45min in the morn x4 is sufficient cardio for fatloss in my opinion. i used to PT also and worked alongside some morons, if they havent at least 10yrs experience in a competitive field then walk away. all the certs in the world are no substitute for experience.

again, head to the nutrition section for your diet advice

----------


## AndrewD54

Thanks man

----------


## dec11

> Thanks man


no prob. be very careful with that shoulder mate, ive been on a one step forward and two back basis with mine for over a year. only totally cut out pressing movements and back training (strangely i can still pull 250kg + dlifts) around 4wks ago and am feeling definite progress now. i started using Joint Force by E-Pharma last week, on the advice of another experienced member. its a topical spray, im definitely getting further relief from that also, might be worth a shot for you.

----------


## JimmySidewalk

I know its the exercise clinic, but i do have a question regarding juice doses which i dont think is worth starting another thread. By this we'll also be bumping the thread.

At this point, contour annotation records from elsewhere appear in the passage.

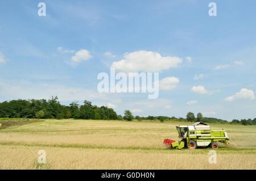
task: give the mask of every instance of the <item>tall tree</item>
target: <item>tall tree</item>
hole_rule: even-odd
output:
[[[124,112],[123,119],[127,121],[131,121],[134,118],[131,112],[129,110],[125,110]]]

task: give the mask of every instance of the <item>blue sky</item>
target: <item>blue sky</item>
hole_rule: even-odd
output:
[[[46,16],[38,15],[40,2],[0,2],[0,101],[57,95],[120,114],[256,117],[255,1],[44,1]],[[210,2],[217,16],[208,15]],[[127,52],[136,62],[142,50],[182,60],[159,73],[179,82],[157,99],[98,92],[98,73],[128,61]]]

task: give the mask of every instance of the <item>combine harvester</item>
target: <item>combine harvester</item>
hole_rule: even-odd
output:
[[[210,146],[213,149],[217,149],[217,142],[228,144],[229,140],[225,130],[212,130],[210,126],[203,122],[196,122],[191,126],[176,127],[179,138],[181,140],[175,141],[165,139],[164,144],[168,148],[181,149],[183,148],[195,149],[196,148]]]

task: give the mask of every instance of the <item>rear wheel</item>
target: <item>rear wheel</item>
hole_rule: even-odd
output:
[[[196,142],[194,140],[189,141],[189,145],[188,146],[188,149],[191,150],[195,149],[196,148]]]
[[[210,145],[210,147],[214,150],[217,150],[218,148],[218,145],[217,142],[213,142]]]

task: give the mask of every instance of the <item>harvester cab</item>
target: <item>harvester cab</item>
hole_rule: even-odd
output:
[[[196,122],[192,125],[179,125],[176,128],[181,140],[175,141],[165,139],[164,141],[164,144],[171,148],[194,149],[210,146],[213,149],[217,149],[218,142],[229,144],[227,141],[229,138],[226,131],[211,129],[209,125],[203,122]]]

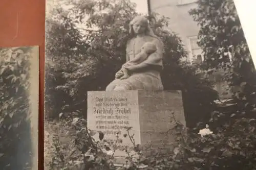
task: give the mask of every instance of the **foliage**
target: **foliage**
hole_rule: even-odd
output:
[[[69,4],[73,4],[70,9],[58,6],[47,18],[46,110],[50,117],[57,117],[59,113],[82,113],[86,117],[87,91],[104,90],[114,79],[124,62],[129,23],[138,15],[129,1]],[[198,109],[209,113],[206,109],[211,109],[217,93],[207,81],[195,76],[196,66],[180,64],[186,52],[179,37],[165,29],[167,18],[156,14],[148,17],[165,45],[161,76],[164,88],[184,91],[187,114],[202,112]],[[195,96],[202,97],[190,104],[196,101],[191,99]]]
[[[58,151],[53,155],[52,162],[59,168],[67,170],[74,167],[80,170],[138,169],[142,167],[148,170],[253,169],[256,167],[256,154],[253,151],[256,149],[256,119],[251,118],[252,115],[246,117],[241,116],[242,114],[238,112],[227,115],[215,112],[206,128],[201,129],[203,124],[199,123],[195,128],[197,132],[187,131],[187,135],[184,133],[183,125],[174,118],[176,126],[170,130],[174,130],[172,135],[176,135],[176,143],[174,149],[167,155],[157,152],[145,156],[140,146],[134,143],[128,127],[127,133],[118,134],[117,140],[130,137],[134,145],[132,150],[126,149],[125,152],[135,153],[139,157],[127,154],[127,163],[122,167],[113,164],[116,148],[109,147],[103,133],[90,131],[84,119],[74,118],[68,124],[75,130],[75,137],[72,143],[69,142],[70,145],[74,143],[71,144],[73,149],[63,154],[65,149],[61,150],[61,143],[55,139],[56,150]],[[223,126],[220,127],[220,124]],[[103,144],[99,144],[101,143]]]
[[[200,0],[190,11],[200,26],[198,44],[206,58],[205,68],[226,74],[240,110],[256,104],[256,70],[233,0]]]
[[[17,167],[25,169],[30,163],[29,160],[26,160],[30,154],[30,150],[26,150],[30,147],[27,142],[30,141],[28,96],[29,50],[26,47],[0,48],[0,167],[2,169],[17,169]],[[26,149],[18,152],[20,148]],[[26,158],[23,160],[23,158]]]

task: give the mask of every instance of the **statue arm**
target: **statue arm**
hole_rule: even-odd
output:
[[[157,50],[156,52],[150,55],[147,59],[141,63],[129,66],[126,68],[130,71],[135,71],[137,69],[146,68],[152,65],[157,65],[157,63],[163,59],[163,44],[162,41],[156,39],[153,41],[157,45]]]
[[[155,53],[148,56],[148,59],[147,59],[145,62],[147,62],[148,64],[154,64],[163,59],[164,47],[162,41],[158,39],[156,39],[153,42],[157,46],[157,50]]]

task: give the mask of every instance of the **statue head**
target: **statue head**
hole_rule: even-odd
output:
[[[130,23],[129,33],[132,37],[137,34],[145,34],[157,37],[150,27],[147,18],[143,16],[135,17]]]

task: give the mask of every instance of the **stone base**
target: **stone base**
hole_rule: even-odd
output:
[[[144,154],[165,154],[177,145],[175,121],[186,126],[180,91],[89,91],[88,102],[88,128],[103,132],[113,148],[134,145],[125,129],[132,127],[132,140],[141,145]],[[114,155],[117,163],[125,163],[124,151]]]

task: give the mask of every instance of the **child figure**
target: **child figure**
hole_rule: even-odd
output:
[[[126,68],[126,67],[132,65],[138,64],[143,62],[151,54],[155,53],[157,47],[155,44],[150,42],[145,43],[141,47],[140,53],[138,54],[134,59],[126,62],[122,66],[121,70],[123,73],[123,76],[120,79],[125,79],[130,77],[128,70]]]

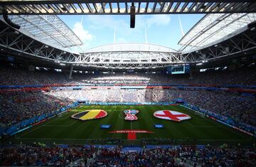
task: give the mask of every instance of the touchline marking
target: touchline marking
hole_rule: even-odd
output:
[[[72,123],[71,124],[69,125],[61,125],[61,124],[44,124],[42,125],[42,126],[71,126],[73,124],[75,124],[76,123],[76,122],[74,122],[73,123]]]
[[[43,124],[38,124],[38,126],[36,126],[36,126],[34,126],[35,128],[34,128],[33,129],[32,129],[32,130],[31,130],[31,131],[27,131],[26,133],[24,133],[23,134],[21,135],[20,137],[21,137],[21,136],[24,136],[24,135],[26,135],[26,134],[30,134],[31,132],[32,132],[32,131],[35,131],[35,130],[38,129],[39,128],[42,127],[43,126],[45,126],[45,125],[47,125],[47,124],[50,124],[50,123],[51,122],[53,122],[54,119],[54,119],[54,117],[53,117],[53,118],[52,118],[52,119],[49,120],[49,122],[47,122],[47,120],[46,120],[47,122],[43,122]],[[45,124],[43,124],[43,123],[45,123]]]

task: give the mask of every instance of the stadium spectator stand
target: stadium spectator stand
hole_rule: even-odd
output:
[[[176,85],[256,85],[255,65],[235,71],[210,71],[195,73],[193,80],[187,76],[174,77],[154,74],[76,74],[68,80],[54,70],[28,71],[14,64],[0,66],[0,85],[47,84],[176,84]],[[29,77],[28,77],[29,76]],[[238,92],[188,90],[120,90],[85,89],[33,92],[0,92],[0,122],[16,123],[33,115],[50,112],[81,99],[90,102],[170,102],[183,98],[190,104],[225,115],[238,122],[255,126],[255,96]],[[43,99],[43,100],[42,100]],[[10,113],[10,111],[16,111]]]
[[[254,148],[176,146],[124,151],[122,146],[46,147],[14,146],[0,149],[0,166],[255,166]]]

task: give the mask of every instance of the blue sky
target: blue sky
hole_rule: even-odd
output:
[[[129,28],[129,16],[59,16],[82,41],[83,50],[114,43],[147,43],[178,50],[182,37],[178,15],[137,15],[135,28]],[[186,33],[203,16],[180,14]],[[82,18],[82,21],[81,22]]]

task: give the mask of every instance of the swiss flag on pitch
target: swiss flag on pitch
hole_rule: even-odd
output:
[[[156,111],[154,112],[154,116],[159,119],[172,120],[176,122],[181,122],[191,119],[189,115],[185,114],[179,112],[171,110]]]

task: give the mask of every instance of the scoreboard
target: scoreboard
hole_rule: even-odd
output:
[[[190,65],[176,65],[167,68],[167,74],[186,74],[189,73]]]

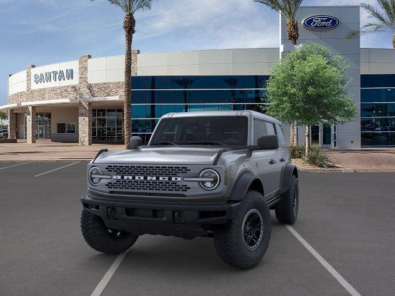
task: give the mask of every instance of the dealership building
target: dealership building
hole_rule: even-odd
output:
[[[349,96],[357,111],[344,125],[311,127],[325,147],[395,146],[395,52],[361,48],[344,36],[360,28],[358,6],[302,6],[298,43],[312,40],[349,61]],[[169,112],[253,110],[264,111],[271,68],[293,48],[279,18],[279,47],[142,53],[133,50],[133,135],[146,143]],[[35,67],[8,77],[9,137],[35,143],[123,141],[123,56]],[[34,62],[34,61],[32,61]],[[304,128],[299,137],[304,141]],[[286,131],[286,129],[285,129]],[[289,134],[289,129],[288,129]],[[289,137],[287,137],[289,138]]]

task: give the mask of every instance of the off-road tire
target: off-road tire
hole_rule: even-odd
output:
[[[214,228],[214,243],[217,254],[224,263],[248,269],[259,263],[268,249],[272,230],[270,211],[262,195],[256,191],[248,190],[240,204],[234,219]],[[260,213],[263,231],[257,247],[250,250],[244,246],[242,225],[246,215],[252,209]]]
[[[81,214],[81,231],[85,241],[92,249],[111,255],[127,251],[138,238],[128,232],[120,237],[112,235],[103,219],[85,209]]]
[[[294,204],[295,200],[295,204]],[[291,178],[289,188],[282,194],[280,201],[276,204],[275,211],[278,222],[284,224],[293,224],[298,217],[299,189],[298,179],[294,175]]]

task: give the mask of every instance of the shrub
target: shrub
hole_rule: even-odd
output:
[[[288,150],[289,151],[291,158],[301,158],[305,155],[306,144],[298,143],[295,146],[288,146]]]
[[[305,162],[320,168],[337,167],[326,150],[319,145],[312,145],[310,150],[303,157]]]

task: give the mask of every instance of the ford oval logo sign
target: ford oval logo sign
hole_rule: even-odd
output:
[[[339,25],[339,20],[329,15],[315,15],[303,20],[303,26],[306,29],[314,31],[332,30]]]

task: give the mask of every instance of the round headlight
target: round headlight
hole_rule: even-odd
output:
[[[90,184],[96,186],[100,183],[102,179],[101,178],[98,178],[97,176],[100,175],[102,175],[102,172],[100,172],[100,170],[97,167],[93,167],[91,168],[89,170],[89,176],[88,176],[88,179]]]
[[[211,170],[211,169],[204,170],[200,173],[199,177],[211,179],[211,181],[199,182],[200,186],[206,190],[215,189],[219,185],[219,175],[214,170]]]

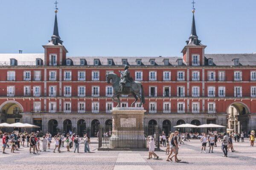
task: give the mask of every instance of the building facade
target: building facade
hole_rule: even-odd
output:
[[[110,110],[116,105],[106,74],[120,76],[128,65],[131,76],[143,85],[145,125],[159,125],[166,133],[183,123],[255,129],[256,54],[205,54],[194,13],[183,57],[67,57],[62,42],[56,14],[44,54],[0,54],[2,122],[35,124],[44,133],[96,135],[99,124],[112,124]],[[122,98],[121,107],[134,101]]]

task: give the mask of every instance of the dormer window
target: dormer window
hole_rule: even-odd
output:
[[[212,62],[212,59],[208,59],[208,65],[212,65],[213,64],[213,62]]]
[[[127,59],[122,59],[122,63],[123,65],[127,65]]]
[[[137,65],[141,65],[141,60],[136,60],[136,63]]]
[[[15,59],[10,59],[10,65],[17,65],[17,60]]]
[[[94,60],[94,65],[99,65],[99,59]]]
[[[112,59],[108,59],[108,65],[112,65]]]

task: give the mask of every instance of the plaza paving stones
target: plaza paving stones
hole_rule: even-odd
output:
[[[229,152],[227,158],[222,156],[221,142],[218,147],[214,147],[213,153],[200,153],[201,144],[199,140],[191,140],[182,144],[179,150],[178,158],[181,162],[166,161],[166,147],[156,152],[160,157],[159,160],[147,159],[148,152],[132,151],[98,151],[97,141],[92,138],[93,143],[90,145],[91,153],[84,153],[84,145],[80,144],[81,153],[74,153],[74,148],[70,152],[66,147],[61,147],[61,153],[53,153],[54,146],[52,144],[48,152],[41,152],[36,154],[29,153],[29,147],[21,147],[17,153],[10,153],[11,149],[6,149],[8,154],[2,154],[0,149],[0,170],[46,169],[72,170],[159,170],[171,168],[172,170],[215,170],[216,168],[236,170],[251,168],[256,165],[256,147],[250,147],[247,139],[244,143],[234,143],[235,152]],[[1,140],[0,141],[2,142]],[[2,144],[0,143],[0,146]],[[29,169],[28,169],[29,168]]]

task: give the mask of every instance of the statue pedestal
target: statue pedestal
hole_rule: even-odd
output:
[[[143,108],[113,108],[111,148],[145,148]]]

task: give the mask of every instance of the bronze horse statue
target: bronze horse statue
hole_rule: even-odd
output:
[[[120,78],[113,73],[107,73],[106,74],[107,82],[110,83],[110,80],[112,80],[112,85],[113,88],[113,94],[112,96],[113,100],[114,102],[117,102],[116,107],[120,107],[120,97],[121,95],[128,95],[132,94],[135,98],[134,101],[131,105],[133,107],[135,102],[138,100],[138,97],[140,99],[140,107],[142,106],[143,104],[145,103],[145,99],[144,96],[143,86],[140,82],[137,81],[134,81],[131,82],[131,87],[125,86],[123,88],[122,92],[119,91]],[[140,94],[141,89],[141,95]],[[117,100],[115,99],[115,97],[116,97]]]

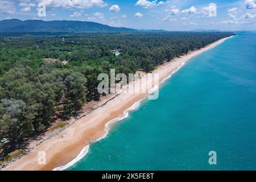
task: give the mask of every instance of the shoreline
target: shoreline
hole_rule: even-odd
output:
[[[154,71],[154,73],[159,75],[160,84],[169,78],[191,58],[233,36],[220,39],[161,65]],[[140,101],[147,95],[145,93],[121,93],[118,95],[102,107],[82,117],[75,123],[62,131],[59,135],[42,143],[31,152],[12,163],[3,170],[52,170],[69,167],[86,155],[90,143],[107,136],[110,129],[108,125],[111,125],[112,122],[116,122],[123,119],[134,105],[137,103],[139,105]],[[46,155],[45,165],[40,165],[38,163],[38,154],[42,151],[45,151]]]

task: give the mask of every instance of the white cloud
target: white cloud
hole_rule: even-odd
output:
[[[219,22],[220,24],[238,24],[238,21],[237,20],[225,20]]]
[[[74,12],[72,15],[70,15],[70,17],[80,17],[82,16],[82,14],[81,13],[76,11]]]
[[[135,17],[141,18],[143,16],[143,14],[141,14],[141,13],[137,13],[134,15],[134,16]]]
[[[228,13],[228,16],[229,16],[229,18],[236,19],[237,19],[238,11],[238,9],[237,7],[232,8],[227,11]]]
[[[197,9],[193,6],[188,9],[182,10],[181,12],[183,14],[196,14],[197,13]]]
[[[170,1],[161,1],[159,3],[157,2],[157,0],[154,0],[153,1],[150,1],[147,0],[139,0],[136,3],[136,6],[141,6],[143,8],[153,8],[159,5],[166,5]]]
[[[164,12],[167,13],[168,14],[171,15],[176,15],[180,13],[180,10],[179,10],[179,9],[172,9],[165,10]]]
[[[166,17],[164,17],[163,19],[163,20],[164,22],[174,22],[174,21],[176,21],[177,19],[176,18],[172,18],[170,15],[167,15]]]
[[[111,20],[112,20],[112,19],[118,19],[118,18],[117,18],[117,16],[112,16],[112,17],[110,18]]]
[[[117,13],[120,11],[120,7],[118,5],[114,5],[110,7],[109,11]]]
[[[36,5],[35,3],[27,3],[26,2],[20,2],[19,5],[19,6],[28,6],[28,7],[36,7]]]
[[[243,18],[245,18],[245,19],[254,18],[256,18],[256,14],[247,13],[244,14],[243,16]]]
[[[182,18],[180,18],[180,19],[182,19],[182,20],[184,20],[184,19],[190,19],[190,18],[188,18],[188,17],[182,17]]]
[[[107,3],[102,0],[38,0],[39,2],[53,7],[64,9],[89,9],[94,6],[103,7]]]
[[[0,14],[14,14],[16,12],[14,3],[10,1],[0,1]]]
[[[183,25],[192,25],[192,26],[196,26],[196,25],[198,25],[197,23],[194,23],[194,22],[189,22],[188,23],[182,23]]]
[[[30,11],[31,11],[31,8],[30,7],[24,7],[20,9],[20,11],[22,12],[29,12]]]
[[[109,25],[113,27],[120,27],[122,24],[120,22],[120,20],[118,20],[117,22],[111,22],[110,23],[109,23]]]
[[[247,9],[256,9],[256,0],[246,0],[245,3]]]
[[[233,8],[232,8],[231,9],[228,10],[228,12],[233,13],[233,12],[237,11],[238,10],[238,9],[237,7],[233,7]]]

What would you choose between the following 3 cycles(no talk about PCT or other "support" drugs while on cycle, or cycle lenght, just compounds)

First 700mg prop+ 700mg tren a per week
Second 1050mg prop + 350mg tren a per week
Third 1400mg prop per week

Which one floats your boat ?

----------


## dec11

> *I know its the exercise clinic, but i do have a question regarding juice doses* which i dont think is worth starting another thread. By this we'll also be bumping the thread.
> 
> What would you choose between the following 3 cycles(no talk about PCT or other "support" drugs while on cycle, or cycle lenght, just compounds)
> 
> First 700mg prop+ 700mg tren a per week
> Second 1050mg prop + 350mg tren a per week
> Third 1400mg prop per week
> 
> Which one floats your boat ?


kinda contradicting yourself mate? amazing how i put 'no aas questions' and still someone has to persist!!! please dont ask aas q's in here, thats what Q&A is for....

----------


## DanB

dont worry this thread will never be short of workout questions with me around mate haha, i understand how your lifts go stale after time if you dont change it up and occasionally take few days off, my question for you is can same thing happen with cardio? reason being is that, i been hammering the threadmill recently and putting in some serious miles but last 2 days i tried to run pwo and after 15mins i had to stop because of massive pumps in calves, i have a mental block which makes me cringe at the site of a bike and reason i changed to threadmil couple months ago, and if i try to go a few rounds on bag, my power is fine but speed is terrible, alot slower than usual and alot slower than what it should be for my weight and fitness all i can do is the rowing machine is this a mental thing i need to push through or have i burnt myself out?

----------


## DanB

and lifts are fine, no lack of energy or drop in weight

----------


## dec11

> dont worry this thread will never be short of workout questions with me around mate haha, i understand how your lifts go stale after time if you dont change it up and occasionally take few days off, my question for you is can same thing happen with cardio? reason being is that, i been hammering the threadmill recently and putting in some serious miles but last 2 days i tried to run pwo and after 15mins i had to stop because of massive pumps in calves, i have a mental block which makes me cringe at the site of a bike and reason i changed to threadmil couple months ago, and if i try to go a few rounds on bag, my power is fine but speed is terrible, alot slower than usual and alot slower than what it should be for my weight and fitness all i can do is the rowing machine is this a mental thing i need to push through or have i burnt myself out?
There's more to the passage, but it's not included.